Khulna was voor ons de plaats waar we de tour naar de Sundarbans hebben geregeld. Het was nog even de vraag of we dit grootste nog resterende mangrovebos ter wereld nog wel konden bezoeken. Sidr heeft namelijk zoveel schade aangericht, dat sommigen zeiden dat het beter was het bezoek aan Sundarbans een aantal jaren uit te stellen. Wij zijn echter nu in Bangladesh en niet over een aantal jaren. Gelukkig waren er ook mensen die zeiden dat het nog steeds de moeite waard is om af te reizen naar Sundarbans. Uiteindelijk hebben we besloten toch te gaan, en maar goed ook. Het was werkelijk schitterend (zie ook het artikel en de foto-impressie over Sundarbans). We hadden maar van één ding spijt, en dat was dat we er niet een aantal dagen langer zijn gebleven. Na ons bezoek aan Sundarbans stond een volgend hoogtepunt op het programma, namelijk de boottocht van Khulna naar Dhaka. Dit is niet zo maar een tocht, maar een tocht met de Rocket Steamer. Dit is een boot die het beste te vergelijken is met de Mississippi boten uit Amerika. Compleet met schoepen! De boot wordt tegenwoordig niet meer aangedreven door stoommachines, maar door dieselmotoren, echter, de schoepen zijn nog volledig operationeel. Elk jaar reizen er ongeveer twintig miljoen mensen met de Rocket Steamer tussen Dhaka en Khulna. Het reizen per ferry blijft in Bangladesh uitermate populair, ondanks het feit dat de boten langzaam zijn en er regelmatig ongelukken gebeuren. Bangladesh wordt jaarlijks geteisterd door gemiddeld vijf grote ferryongelukken waarbij gemiddeld honderd doden vallen per ongeluk. Dit komt vooral omdat veel Bangladeshi’s niet kunnen zwemmen. We hadden gehoopt op een eerste klasse kajuit, omdat je in de eerste klasse gebruik kunt maken van een mooi observatiedek. Echter, dit keer was onze reservering “verdwenen”, waardoor alle eerste klasse kajuiten waren vergeven. Uiteindelijk konden we nog een tweede klasse kajuit bemachtigen. Ook deze kajuit was prima. Het is een klein hokje waar twee bedden in staan en die worden gescheiden door een paadje van ongeveer 50 centimeter. De kajuit is groot genoeg om je spullen er in kwijt te kunnen en om er comfortabel in te kunnen slapen.

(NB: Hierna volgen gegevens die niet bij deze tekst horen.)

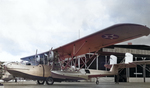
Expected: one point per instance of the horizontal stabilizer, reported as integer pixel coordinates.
(121, 65)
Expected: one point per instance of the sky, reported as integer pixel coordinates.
(30, 25)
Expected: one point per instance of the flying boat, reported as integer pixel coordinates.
(51, 66)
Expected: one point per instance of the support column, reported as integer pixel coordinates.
(144, 73)
(127, 74)
(79, 62)
(97, 62)
(136, 67)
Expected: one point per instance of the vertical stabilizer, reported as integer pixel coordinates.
(128, 58)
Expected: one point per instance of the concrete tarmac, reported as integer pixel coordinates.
(32, 84)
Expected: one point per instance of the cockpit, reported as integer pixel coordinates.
(44, 59)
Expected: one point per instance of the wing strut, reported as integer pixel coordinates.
(74, 54)
(90, 58)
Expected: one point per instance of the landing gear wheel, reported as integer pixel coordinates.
(40, 82)
(49, 81)
(97, 82)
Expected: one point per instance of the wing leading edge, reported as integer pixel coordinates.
(106, 37)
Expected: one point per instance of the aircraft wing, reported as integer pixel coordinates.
(106, 37)
(129, 65)
(96, 41)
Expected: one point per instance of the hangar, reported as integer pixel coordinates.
(141, 73)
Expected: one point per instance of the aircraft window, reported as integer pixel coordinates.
(28, 63)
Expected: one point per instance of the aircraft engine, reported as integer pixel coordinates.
(51, 56)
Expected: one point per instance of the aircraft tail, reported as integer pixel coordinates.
(113, 66)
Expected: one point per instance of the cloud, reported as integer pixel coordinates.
(27, 25)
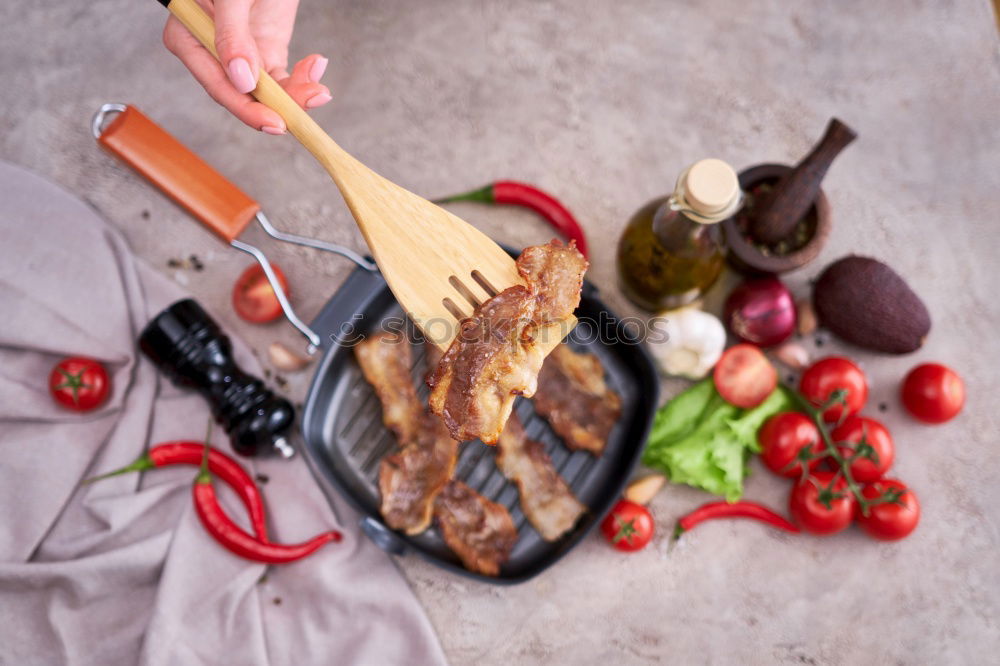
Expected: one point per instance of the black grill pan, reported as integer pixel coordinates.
(345, 438)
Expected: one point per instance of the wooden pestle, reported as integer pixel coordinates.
(776, 213)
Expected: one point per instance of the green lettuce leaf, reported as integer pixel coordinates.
(701, 440)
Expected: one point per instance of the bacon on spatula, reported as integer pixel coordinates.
(499, 350)
(574, 398)
(546, 499)
(479, 531)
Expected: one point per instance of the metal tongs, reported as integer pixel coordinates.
(218, 204)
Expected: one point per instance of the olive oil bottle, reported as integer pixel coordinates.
(672, 249)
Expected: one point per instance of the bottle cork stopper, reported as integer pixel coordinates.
(710, 186)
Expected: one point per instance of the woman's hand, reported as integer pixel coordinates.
(250, 35)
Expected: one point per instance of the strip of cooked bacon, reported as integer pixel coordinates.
(480, 532)
(573, 397)
(500, 349)
(411, 478)
(546, 499)
(385, 360)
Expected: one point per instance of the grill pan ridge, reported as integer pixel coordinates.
(345, 438)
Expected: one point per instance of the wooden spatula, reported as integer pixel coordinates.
(437, 265)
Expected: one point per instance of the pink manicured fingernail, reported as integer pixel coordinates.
(316, 71)
(317, 100)
(241, 75)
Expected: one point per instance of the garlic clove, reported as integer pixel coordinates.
(793, 354)
(642, 491)
(285, 359)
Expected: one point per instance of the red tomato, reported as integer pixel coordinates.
(933, 393)
(628, 527)
(820, 509)
(875, 434)
(80, 384)
(744, 377)
(827, 375)
(253, 298)
(783, 437)
(889, 520)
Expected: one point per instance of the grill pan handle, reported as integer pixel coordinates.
(223, 208)
(383, 537)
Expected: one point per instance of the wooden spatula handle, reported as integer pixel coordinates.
(776, 215)
(183, 176)
(333, 158)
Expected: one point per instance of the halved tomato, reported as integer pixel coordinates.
(253, 298)
(744, 377)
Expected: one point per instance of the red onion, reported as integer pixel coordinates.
(761, 312)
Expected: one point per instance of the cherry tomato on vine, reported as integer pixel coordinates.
(744, 377)
(783, 437)
(889, 521)
(253, 297)
(865, 469)
(80, 384)
(933, 393)
(820, 508)
(827, 375)
(628, 527)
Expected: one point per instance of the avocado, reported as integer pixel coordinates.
(864, 302)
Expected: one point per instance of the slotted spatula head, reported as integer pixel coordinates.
(438, 266)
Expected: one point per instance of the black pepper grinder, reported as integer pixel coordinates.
(188, 346)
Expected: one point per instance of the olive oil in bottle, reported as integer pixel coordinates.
(672, 250)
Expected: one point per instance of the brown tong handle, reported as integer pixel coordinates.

Na uiteindelijk zevenentwintig uur arriveren we in Dhaka. Ivonne zit onder de rode vlekken, waarschijnlijk veroorzaakt door de bedluizen die schijnbaar ook een boeking hadden voor de kajuit. Dhaka is ons laatste reisdoel in Bangladesh. We verblijven hier nog een week, waarna we via Bangkok (waar we ook een week blijven), doorreizen naar Myanmar. Voor de laatste week in Dhaka hebben we besloten iets luxer te gaan leven. We hebben een iets duurdere hotelkamer genomen aangezien we de komende tijd er veel zullen verblijven om aan deze website te werken. Ook belonen we ons zelf wat vaker op een goede maaltijd. Af en toe zijn we te vinden in één van de top-end hotels waar we voor € 6,- per persoon ons zelf volstouwen aan het dinerbuffet. Na vijf weken Bangladesh hebben we het wel gehad met rijst, brood, dahl (linzensoep) en sabji (koud groenteprakje). We kijken nu al uit naar de Thaise keuken.